O PS tinha prometido apresentar propostas de alteração à lei-quadro dos reguladores, na sequência da polémica em redor dos salários pagos nestas entidades e da vaga de audições sobre o tema no Parlamento. Mas, até agora, não foram tomadas decisões e a única proposta que existe partiu do Bloco de Esquerda (BE). No entanto, os socialistas asseguram que vão avançar e que a ideia é ir além dos vencimentos, sugerindo uma revisão mais ampla que fortaleça a supervisão no país.
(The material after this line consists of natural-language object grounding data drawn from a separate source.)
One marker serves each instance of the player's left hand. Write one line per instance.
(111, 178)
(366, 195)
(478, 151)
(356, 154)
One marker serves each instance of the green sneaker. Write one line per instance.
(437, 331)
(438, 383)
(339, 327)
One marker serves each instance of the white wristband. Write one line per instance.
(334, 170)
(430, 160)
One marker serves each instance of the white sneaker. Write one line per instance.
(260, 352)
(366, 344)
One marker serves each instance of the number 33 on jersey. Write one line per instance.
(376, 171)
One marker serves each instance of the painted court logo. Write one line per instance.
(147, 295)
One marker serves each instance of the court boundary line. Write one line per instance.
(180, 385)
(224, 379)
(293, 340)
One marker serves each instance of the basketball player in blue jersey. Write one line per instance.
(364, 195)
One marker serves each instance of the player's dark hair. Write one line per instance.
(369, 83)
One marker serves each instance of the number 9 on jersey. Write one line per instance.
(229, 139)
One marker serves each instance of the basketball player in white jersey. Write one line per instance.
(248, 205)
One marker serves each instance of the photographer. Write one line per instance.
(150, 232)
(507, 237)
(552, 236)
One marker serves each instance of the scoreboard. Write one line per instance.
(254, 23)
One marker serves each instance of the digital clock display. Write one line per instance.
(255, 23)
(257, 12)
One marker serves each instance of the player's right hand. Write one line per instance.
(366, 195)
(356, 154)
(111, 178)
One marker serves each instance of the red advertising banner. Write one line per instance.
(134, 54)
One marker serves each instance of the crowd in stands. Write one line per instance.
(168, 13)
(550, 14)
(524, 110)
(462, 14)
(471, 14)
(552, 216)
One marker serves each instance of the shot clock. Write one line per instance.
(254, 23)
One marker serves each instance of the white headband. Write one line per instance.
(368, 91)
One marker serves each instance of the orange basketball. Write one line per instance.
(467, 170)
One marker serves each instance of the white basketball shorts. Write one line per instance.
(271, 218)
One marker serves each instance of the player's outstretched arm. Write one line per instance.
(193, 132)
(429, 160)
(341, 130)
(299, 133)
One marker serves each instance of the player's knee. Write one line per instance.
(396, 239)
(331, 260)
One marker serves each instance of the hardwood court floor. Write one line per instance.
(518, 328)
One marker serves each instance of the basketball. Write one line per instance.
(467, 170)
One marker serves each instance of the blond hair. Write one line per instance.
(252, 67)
A garantia foi dada por Carlos Pereira, que justificou a demora na apresentação da anunciada proposta com o facto de estar ainda a ser “discutida no quadro do grupo parlamentar”. O deputado do PS explicou que “já existe um draft e um debate aberto” sobre o tema, sublinhando que “são questões que exigem uma análise profunda antes de se tomar uma decisão”.

Já o BE nem esperou que as audições chegassem ao fim e, em meados de Abril, apresentou logo uma proposta, cuja discussão deverá ser agendada em breve, para limitar os salários destes gestores. A revisão sugerida pelos bloquistas passa por fixar como tecto máximo a remuneração dos ministros que tutelam estas entidades, incluindo despesas de representação.

O PS, pelo contrário, garante que não irá restringir qualquer proposta de alteração ao tema da limitação dos vencimentos. “Terá de ir além da questão simples dos salários”, referiu Carlos Pereira, acrescentando que os socialistas querem “garantir que os reguladores funcionam de forma adequada” e que o seu poder “tem de ser reforçado”. O deputado não quis, porém, adiantar de que forma se pretendem atingir estes objectivos, já que admitiu que as ideias “ainda não estão estabilizadas”.

A última audição parlamentar dedicada ao tema dos salários nos supervisores decorreu a 26 de Abril. Era após esse momento que o PS tinha prometido apresentar a proposta. Mas, inicialmente, o foco estava muito centrado no tema dos salários. E, mesmo depois de o PÚBLICO ter noticiado que a tutela de Mário Centeno descartava mexer nas remunerações, dando prioridade a outras medidas nesta área, os socialistas insistiram na posição.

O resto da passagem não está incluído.